Motivation?! I'm not going to tell you anything new, nothing you don't already know. You're looking for tools you already have, instructional books you've read a million times. Take off the blindfold and tell me you don't know how to do it, that it doesn't resonate with you, that you haven't grasped these five tips every parent uses to motivate their children...

  1. Meet To your children, become the best observer, but really, come on! As parents, we tend to confuse the ideal with reality. We've thought so much about how we want our children to be that we've forgotten to read to them, to get to know them. Each one of them is unique, unrepeatable, and has different needs. We find auditory children who receive everything through the verbal channel, visual children who are perceptive sponges, and kinesiological children who need to do, experiment, try, and move to learn.
  1. Fun, If your child is having fun and is motivated, learning and growing in a holistic way, it will always be meaningful, and they will store it in their memory of positive experiences to recall as motivational snacks to pull out at any time. Stories, imagination, our experiences as children, curiosity, mystery, surprise, and magic color the most motivating experiences. In the adult world, with what we call maturing, we have lost many tools because we are creatures of routine, who don't play, aren't surprised, and are short on imagination. So grab the toughest sandpaper you can find and remove the rust and find all these characters that live inside us; otherwise, they will never be able to see them.
  1. Coherence In you, as a model, you cannot preach one thing and do another, sow a positive attitude, always at hand with your best smile, recognize your little one's effort without ever establishing comparisons and giving all the support they need because... two days ago they were taking their first steps and now you shout that you want maturity, independence, responsibility, good manners without giving them good models, be self-critical and grow as a person until you become like what you dream for them because you still have time when it comes to what is most important, make the most important thing the most important thing.

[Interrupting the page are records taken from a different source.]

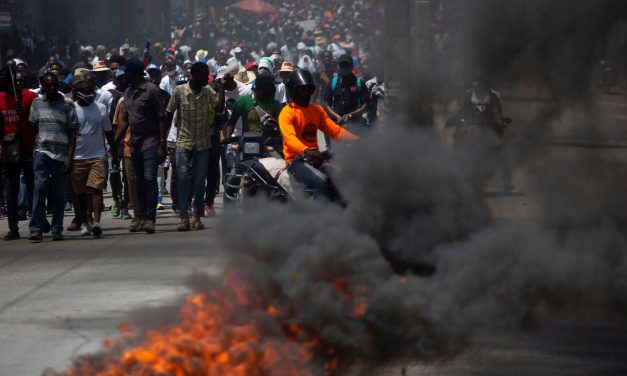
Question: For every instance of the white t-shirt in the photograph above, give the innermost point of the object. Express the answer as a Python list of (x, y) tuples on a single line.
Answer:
[(93, 121), (106, 98), (280, 95), (244, 89), (168, 84)]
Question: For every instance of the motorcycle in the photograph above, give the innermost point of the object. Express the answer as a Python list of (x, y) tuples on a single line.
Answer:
[(267, 177)]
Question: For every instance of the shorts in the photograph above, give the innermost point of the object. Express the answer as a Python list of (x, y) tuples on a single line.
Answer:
[(90, 173)]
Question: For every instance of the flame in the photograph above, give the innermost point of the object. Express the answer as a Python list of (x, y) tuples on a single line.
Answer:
[(230, 331)]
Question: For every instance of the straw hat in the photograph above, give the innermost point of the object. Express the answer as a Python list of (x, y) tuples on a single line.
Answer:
[(244, 76), (101, 67)]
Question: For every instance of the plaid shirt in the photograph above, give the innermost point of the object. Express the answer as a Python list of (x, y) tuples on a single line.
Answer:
[(54, 119), (195, 115)]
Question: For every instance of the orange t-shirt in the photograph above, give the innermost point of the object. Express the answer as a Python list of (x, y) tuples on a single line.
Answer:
[(300, 125)]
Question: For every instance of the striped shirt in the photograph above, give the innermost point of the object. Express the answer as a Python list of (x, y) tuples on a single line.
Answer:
[(194, 117), (53, 120)]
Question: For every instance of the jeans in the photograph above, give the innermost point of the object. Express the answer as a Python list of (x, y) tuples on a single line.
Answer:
[(173, 177), (315, 180), (131, 191), (25, 197), (213, 172), (145, 164), (191, 164), (13, 173), (49, 177)]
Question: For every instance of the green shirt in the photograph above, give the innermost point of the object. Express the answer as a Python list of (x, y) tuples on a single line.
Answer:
[(250, 118), (195, 115)]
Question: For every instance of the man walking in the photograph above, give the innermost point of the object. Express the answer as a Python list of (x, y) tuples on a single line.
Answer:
[(346, 97), (88, 163), (196, 105), (54, 119), (144, 113), (17, 143)]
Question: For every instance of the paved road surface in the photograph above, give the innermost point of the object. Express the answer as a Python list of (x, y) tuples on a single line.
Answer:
[(60, 299)]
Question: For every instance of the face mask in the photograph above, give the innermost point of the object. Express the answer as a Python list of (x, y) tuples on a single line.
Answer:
[(86, 99), (230, 86), (345, 71)]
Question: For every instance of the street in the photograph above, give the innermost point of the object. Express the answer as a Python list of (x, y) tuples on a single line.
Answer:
[(61, 299)]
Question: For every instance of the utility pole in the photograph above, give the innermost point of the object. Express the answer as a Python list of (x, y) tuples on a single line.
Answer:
[(408, 61)]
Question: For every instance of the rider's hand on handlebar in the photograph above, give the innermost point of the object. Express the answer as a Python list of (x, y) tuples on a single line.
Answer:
[(313, 157)]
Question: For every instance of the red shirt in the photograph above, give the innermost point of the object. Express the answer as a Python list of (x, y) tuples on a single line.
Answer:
[(12, 121)]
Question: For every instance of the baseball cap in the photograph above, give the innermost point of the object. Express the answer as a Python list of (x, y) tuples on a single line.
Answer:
[(345, 58), (286, 67), (266, 62)]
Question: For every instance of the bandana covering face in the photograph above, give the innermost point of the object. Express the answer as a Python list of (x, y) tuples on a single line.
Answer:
[(480, 102)]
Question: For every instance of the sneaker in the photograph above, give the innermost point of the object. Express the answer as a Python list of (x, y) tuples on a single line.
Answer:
[(149, 227), (12, 235), (115, 210), (209, 210), (96, 231), (197, 223), (124, 214), (159, 204), (86, 229), (183, 225), (73, 227), (36, 237), (136, 225)]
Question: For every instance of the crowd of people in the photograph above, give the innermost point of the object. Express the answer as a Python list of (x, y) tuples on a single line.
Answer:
[(120, 118)]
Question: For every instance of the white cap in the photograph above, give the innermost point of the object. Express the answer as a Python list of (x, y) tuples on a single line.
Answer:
[(266, 62)]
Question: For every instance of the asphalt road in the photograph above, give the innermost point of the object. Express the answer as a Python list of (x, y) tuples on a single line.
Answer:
[(61, 299)]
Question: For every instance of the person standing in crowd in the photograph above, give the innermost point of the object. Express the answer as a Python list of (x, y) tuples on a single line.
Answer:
[(169, 81), (54, 119), (144, 114), (123, 143), (18, 140), (346, 98), (88, 163), (154, 76), (282, 96), (248, 109), (196, 104), (110, 96)]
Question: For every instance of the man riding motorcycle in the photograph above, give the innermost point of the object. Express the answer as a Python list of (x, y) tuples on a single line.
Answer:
[(482, 106), (299, 123)]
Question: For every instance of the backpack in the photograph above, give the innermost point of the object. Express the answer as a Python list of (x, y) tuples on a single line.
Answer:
[(116, 96), (334, 82)]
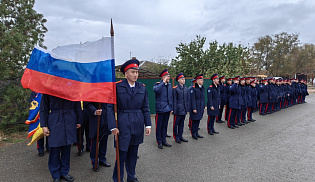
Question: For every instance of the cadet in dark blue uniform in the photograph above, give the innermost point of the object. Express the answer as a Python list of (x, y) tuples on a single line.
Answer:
[(193, 81), (253, 103), (263, 90), (223, 98), (241, 114), (213, 104), (197, 106), (248, 90), (272, 96), (80, 133), (279, 94), (94, 112), (227, 94), (235, 102), (163, 107), (133, 114), (181, 107), (60, 119)]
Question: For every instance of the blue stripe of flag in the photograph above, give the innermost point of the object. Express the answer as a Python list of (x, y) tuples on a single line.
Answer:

  1. Explain the why of things, show the error as an opportunity not as a failure, make them decide, challenge them to participate, to analyze the situations, the problems, the difficulties, the possible improvements they would make in family dynamics... Talk, talk and then talk, be the best communicator they have ever known.
  1. Movement and action. You have to move because movement is demonstrated by walking, walk with your child regardless of the destination, learn to stop at every corner without missing opportunities to share any moment, children in movement are imagination machines, robots of knowledge, tools of exploration and we fight against that entire army pulling on their arms because we have to reach the destination without enjoying the journey, you look for tools that you have every day just by observing how they move, how they breathe, how they look at us and how they create their model copy of ourselves.